Toutes debout pour les femmes: Amber Heard, actrice et productrice

Juil 17 2019 par
Categories : Psycho / Société

Amber Heard nous parle de son engagement dans la lutte pour les droits des femmes.

La chevelure blonde, les yeux azur et l’indéniable sex-appeal d’Amber Heard ne lui ont pas toujours facilité la vie. L’actrice avoue qu’elle doit constamment prouver aux gens qu’elle n’est pas une coquille vide. L’Américaine qui crève l’écran dans les suspenses, les comédies et les drames travaille d’arrache-pied pour que son jeu soit constant et que son quotidien soit harmonieux. Malgré une vie personnelle cahoteuse (NDLR: depuis quelques années, Amber a des démêlés judiciaires avec son ex, Johnny Depp, pour une histoire de violence conjugale et de diffamation), elle navigue lentement, mais sûrement, vers des cieux plus clairs, notamment en s’impliquant auprès de ceux qui ont été arrachés à leur patrie et qui voient de nombreux droits de la personne être bafoués, dont les soins de santé de base. Elle défend également l’empowerment au féminin en prêtant sa voix à diverses associations.

Quand et pourquoi avez-vous commencé à vous intéresser aux droits des femmes?

Je suis née femme. Et les femmes se butent quotidiennement à des injustices; j’en suis témoin depuis toujours. Comment ne pas l’être? Être femme, même aujourd’hui, c’est vite réaliser qu’on est moins en sécurité qu’un homme, qu’on a moins de possibilités d’avancement, qu’on est traitée de façon moins équitable. Pas besoin de m’être butée à de nombreux obstacles et d’avoir essuyé toutes les tempêtes comme mes consœurs pour prendre conscience des injustices. C’est cette prise de conscience qui me donne l’énergie et la passion nécessaires pour faire ma part et pour trouver des solutions.

Comment et quand avez-vous commencé à vous impliquer socialement?

Pour citer Hillary Clinton: «Les droits des femmes sont des droits de la personne.» Cette phrase est au cœur de mon engagement. Qu’on œuvre auprès des immigrants, des enfants, des communautés marginalisées ou des minorités, c’est d’humanité et d’équité entre les êtres qu’il s’agit. Malheureusement, même si les femmes représentent la moitié de la population, elles forment aussi le principal groupe de « minorités ». Elles sont les victimes d’injustices les plus universelles, et elles le sont depuis longtemps…

amber heard

Quelle est votre mission, quel est le but de votre engagement?

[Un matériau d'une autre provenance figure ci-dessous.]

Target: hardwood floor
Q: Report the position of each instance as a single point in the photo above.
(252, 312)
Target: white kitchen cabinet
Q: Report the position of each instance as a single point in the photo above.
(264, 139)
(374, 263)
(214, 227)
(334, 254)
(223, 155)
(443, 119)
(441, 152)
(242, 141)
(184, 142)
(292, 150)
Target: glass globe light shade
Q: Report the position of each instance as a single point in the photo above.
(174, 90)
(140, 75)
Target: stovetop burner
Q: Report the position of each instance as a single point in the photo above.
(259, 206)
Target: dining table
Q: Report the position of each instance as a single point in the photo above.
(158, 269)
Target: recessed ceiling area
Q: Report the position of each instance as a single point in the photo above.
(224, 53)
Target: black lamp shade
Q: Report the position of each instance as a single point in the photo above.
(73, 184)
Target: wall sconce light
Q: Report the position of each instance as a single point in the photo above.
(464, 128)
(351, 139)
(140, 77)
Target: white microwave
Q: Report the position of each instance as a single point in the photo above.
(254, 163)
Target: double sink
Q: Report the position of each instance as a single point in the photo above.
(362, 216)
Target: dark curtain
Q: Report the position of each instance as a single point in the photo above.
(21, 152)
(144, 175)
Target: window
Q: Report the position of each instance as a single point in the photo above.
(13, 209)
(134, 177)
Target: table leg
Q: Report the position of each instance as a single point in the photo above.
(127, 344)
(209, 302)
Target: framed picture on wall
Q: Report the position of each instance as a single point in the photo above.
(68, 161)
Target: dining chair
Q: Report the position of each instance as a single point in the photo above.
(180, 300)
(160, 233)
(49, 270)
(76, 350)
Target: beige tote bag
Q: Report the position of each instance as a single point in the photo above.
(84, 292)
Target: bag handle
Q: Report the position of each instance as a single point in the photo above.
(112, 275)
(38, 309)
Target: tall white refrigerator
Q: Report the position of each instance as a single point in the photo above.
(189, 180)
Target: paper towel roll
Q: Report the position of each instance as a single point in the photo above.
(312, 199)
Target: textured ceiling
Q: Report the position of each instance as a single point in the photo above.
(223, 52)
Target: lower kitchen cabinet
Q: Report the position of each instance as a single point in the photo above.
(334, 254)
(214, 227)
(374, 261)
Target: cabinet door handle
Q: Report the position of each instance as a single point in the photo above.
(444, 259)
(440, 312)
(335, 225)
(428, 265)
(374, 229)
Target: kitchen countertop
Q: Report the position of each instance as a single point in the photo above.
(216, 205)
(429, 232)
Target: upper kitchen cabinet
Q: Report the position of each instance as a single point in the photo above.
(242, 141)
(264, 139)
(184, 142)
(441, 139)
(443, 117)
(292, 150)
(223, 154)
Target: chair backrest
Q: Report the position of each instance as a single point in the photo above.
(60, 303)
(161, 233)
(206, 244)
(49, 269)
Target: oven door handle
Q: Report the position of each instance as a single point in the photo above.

L’organisation Syrian American Medical Society (SAMS) est un bel exemple de groupe qui travaille auprès de communautés vulnérables, les réfugiés, et qui se bat pour protéger l’un de leurs droits de l’homme les plus fondamentaux, soit l’accès aux soins médicaux de base. Je suis heureuse de pouvoir les accompagner dans leurs prochaines missions, qui consistent à prodiguer des soins médicaux aux femmes et aux enfants dans des endroits où ils seraient normalement extrêmement difficiles d’accès, par exemple dans les camps de réfugiés, en Syrie. Ça me rend fière, en tant que femme et en tant qu’humaine, de contribuer à répondre aux besoins les plus cruciaux de personnes en détresse. C’est pourquoi je travaille auprès d’organisation comme la SAMS, le Children’s Hospital, le Conseil des droits de l’homme des Nations unies et que je suis l’ambassadrice des droits des femmes pour l’Union américaine pour les libertés civiles.

En tant que femme, quelle est la chose la plus troublante dont vous ayez été témoin?

Ce qui me choque le plus, c’est l’étendue, l’ampleur des injustices et des attaques contre les droits des femmes. C’est un phénomène insidieux et omniprésent partout sur le globe.

Et la chose la plus positive?

Je réalise le pouvoir que nous avons, et comment nos actions ont un impact réel quand nous nous mobilisons pour faire changer les choses.

Quel message aimeriez-vous envoyer aux femmes, partout dans le monde?

Ayons le courage de nous affirmer et d’assumer nos opinions! Sans notre voix, nous sommes invisibles. Sans visibilité, nous n’avons pas de visage. Sans visage, nous n’avons pas de communauté. Sans communauté, nous n’avons pas de pouvoir. Sans pouvoir, nous ne pouvons pas agir. Et sans action, le mouvement pour les droits des femmes n’existe pas.